First there is a mountain:
Rocky Mountain Root Beer
Rocky Mountain Soda Company, Denver, CO
The Rockies are a majestic range. This root beer from Denver is made from beet sugar. It may not be as majestic.
This is a lot closer to my ideal of root beer than their Boulder Birch Beer is to my ideal of birch beer. It’s good: deeply herbal, but still a little creaminess to it. The sweetness has something a little chemical to it, but not at all distracting. Very well balanced.
Then there is no mountain:
Hosmer Mountain Sarsaparilla Root Beer
Hosmer Mountain Soda, Willimantic, CT
Hosmer Mountain started in 1912 as a spring water delivery service, but was purchased in 1958 by Arthur J. Potvin who started experimenting with soda. The mountain, as near as I can tell, does not exist according to google, but the the label says it’s “a rather minor geological formation” in Northeast Connecticut.
A lot more sarsparilla in the nose than on the tongue, which is what I’d hope for in what seems to be marketed as a sarsaparilla-flavored root beer.

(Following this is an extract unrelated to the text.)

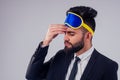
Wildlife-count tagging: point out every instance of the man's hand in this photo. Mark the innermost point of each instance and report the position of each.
(53, 31)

There’s an excellent balance of sarsaparilla and sassafras smoothed over with a sweetening blend of white and brown sugar that offers a molasses finish that sits just right.
Then there is:
Ozark Mountain Root Beer
Ozark Mountain Bottleworks, Branson, MO
Etymologically, the Ozarks are probably an English corruption of a French mispronunciation of what the Illinois called the Quapaw. The soda company, though, was started in 2009, and I’m told that the lightness of this product may actually be because this is a bad batch. “They forgot an ingredient in the previous shipment” says the clerk who I purchased it from, but she couldn’t speak to the fidelity of this particular bottle.
Right or wrong this isn’t bad at all. It’s very creamy and vanilla-y (and the color makes me think cream soda), but there’s some sassafras down there, too. Big head on it, but the quillaja extract will do that. I’m going to feel awkward with how much I like this if it turns out to be a mistakenly-produced product.